SkyWalking Java Agent version >= 9.7

Semantic Conventions and Compatibility

The tag keys used in Virtual GenAI follow the OpenTelemetry GenAI Semantic Conventions. SkyWalking OAP identifies GenAI-related spans based on the following criteria depending on the data source:

SkyWalking Native Agent: Requires an Exit span with SpanLayer == GENAI and relevant gen_ai.* tags.
OTLP / Zipkin Traces: Any span containing the gen_ai.response.model tag will be identified as a GenAI operation.

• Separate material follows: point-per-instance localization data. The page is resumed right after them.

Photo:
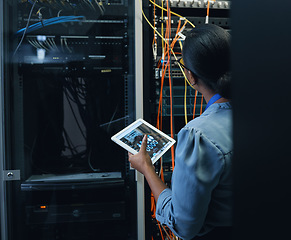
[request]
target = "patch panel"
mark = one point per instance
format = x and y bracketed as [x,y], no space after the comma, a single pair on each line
[197,4]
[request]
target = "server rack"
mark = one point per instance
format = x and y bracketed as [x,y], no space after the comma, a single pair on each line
[171,101]
[67,78]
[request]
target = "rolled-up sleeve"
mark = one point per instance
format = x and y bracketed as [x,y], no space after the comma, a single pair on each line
[198,166]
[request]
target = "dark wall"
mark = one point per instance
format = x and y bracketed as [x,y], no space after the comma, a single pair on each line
[261,50]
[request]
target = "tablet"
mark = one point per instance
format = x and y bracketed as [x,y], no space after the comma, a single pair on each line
[130,138]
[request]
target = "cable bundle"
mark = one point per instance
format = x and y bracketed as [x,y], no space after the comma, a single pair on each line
[51,21]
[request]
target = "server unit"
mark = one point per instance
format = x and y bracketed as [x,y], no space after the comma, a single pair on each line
[68,70]
[172,101]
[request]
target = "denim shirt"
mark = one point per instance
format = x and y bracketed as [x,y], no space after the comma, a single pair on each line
[201,194]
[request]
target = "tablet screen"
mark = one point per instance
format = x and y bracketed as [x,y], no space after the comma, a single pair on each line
[131,138]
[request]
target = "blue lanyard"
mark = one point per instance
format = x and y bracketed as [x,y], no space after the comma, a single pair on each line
[213,100]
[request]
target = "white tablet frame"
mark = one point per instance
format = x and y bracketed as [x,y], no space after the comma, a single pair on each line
[129,129]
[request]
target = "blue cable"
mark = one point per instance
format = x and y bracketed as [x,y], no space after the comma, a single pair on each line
[51,21]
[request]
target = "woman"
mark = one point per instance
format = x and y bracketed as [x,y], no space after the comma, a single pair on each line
[199,205]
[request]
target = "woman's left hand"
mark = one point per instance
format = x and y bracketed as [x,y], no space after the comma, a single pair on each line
[141,161]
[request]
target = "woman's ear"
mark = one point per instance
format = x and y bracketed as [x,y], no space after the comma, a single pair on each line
[192,78]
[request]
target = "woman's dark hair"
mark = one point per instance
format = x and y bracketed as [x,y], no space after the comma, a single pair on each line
[206,52]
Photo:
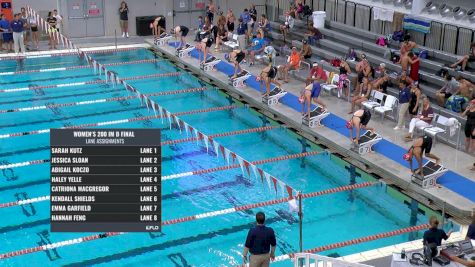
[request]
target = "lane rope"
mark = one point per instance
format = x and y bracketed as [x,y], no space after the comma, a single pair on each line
[181,175]
[78,67]
[178,221]
[114,122]
[32,88]
[103,100]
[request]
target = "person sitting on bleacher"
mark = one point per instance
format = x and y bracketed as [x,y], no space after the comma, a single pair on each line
[317,74]
[359,120]
[264,24]
[267,77]
[382,79]
[451,87]
[406,46]
[421,145]
[306,51]
[292,63]
[424,119]
[363,69]
[407,61]
[257,47]
[313,34]
[466,59]
[362,93]
[288,24]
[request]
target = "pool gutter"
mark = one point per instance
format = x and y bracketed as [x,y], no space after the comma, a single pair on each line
[460,208]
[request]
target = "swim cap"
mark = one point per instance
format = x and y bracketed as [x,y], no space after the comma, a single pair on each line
[348,125]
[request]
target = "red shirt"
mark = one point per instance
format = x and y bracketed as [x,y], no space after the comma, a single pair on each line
[318,72]
[414,74]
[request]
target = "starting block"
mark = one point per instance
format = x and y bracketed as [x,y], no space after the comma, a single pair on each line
[210,63]
[274,96]
[162,39]
[431,173]
[185,50]
[316,116]
[367,141]
[240,79]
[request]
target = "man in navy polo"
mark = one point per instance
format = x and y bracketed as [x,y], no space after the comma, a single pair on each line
[18,27]
[259,242]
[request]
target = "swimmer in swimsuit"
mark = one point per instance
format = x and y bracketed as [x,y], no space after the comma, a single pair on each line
[312,92]
[421,145]
[206,43]
[360,119]
[267,77]
[236,57]
[182,32]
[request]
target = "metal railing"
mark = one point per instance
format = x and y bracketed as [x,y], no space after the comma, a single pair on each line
[308,259]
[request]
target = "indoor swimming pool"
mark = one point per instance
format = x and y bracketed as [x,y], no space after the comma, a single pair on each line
[31,103]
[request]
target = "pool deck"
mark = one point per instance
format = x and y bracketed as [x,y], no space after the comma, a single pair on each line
[437,198]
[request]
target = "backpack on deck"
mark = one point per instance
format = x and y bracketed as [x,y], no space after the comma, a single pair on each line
[381,41]
[423,54]
[398,36]
[336,62]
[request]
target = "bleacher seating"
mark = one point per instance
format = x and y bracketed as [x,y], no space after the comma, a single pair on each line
[339,38]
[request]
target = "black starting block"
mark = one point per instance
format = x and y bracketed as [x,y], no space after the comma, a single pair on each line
[240,79]
[210,63]
[274,96]
[366,142]
[431,173]
[162,39]
[316,116]
[184,50]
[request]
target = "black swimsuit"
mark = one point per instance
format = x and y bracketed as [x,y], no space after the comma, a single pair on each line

Note on OTLP / Zipkin Provider Identification: To ensure broad compatibility with different OpenTelemetry instrumentation versions, SkyWalking OAP identifies the GenAI provider using the following prioritized logic:

gen_ai.provider.name: SkyWalking first looks for this tag (the latest OTel semantic convention).
gen_ai.system: If the above is missing, it falls back to this legacy tag for backward compatibility with older instrumentation (e.g., current OTel Python auto-instrumentation).
Prefix Matching: If neither tag is present, SkyWalking attempts to identify the provider by matching the model name against the prefix-match rules defined in the gen-ai-config.yml.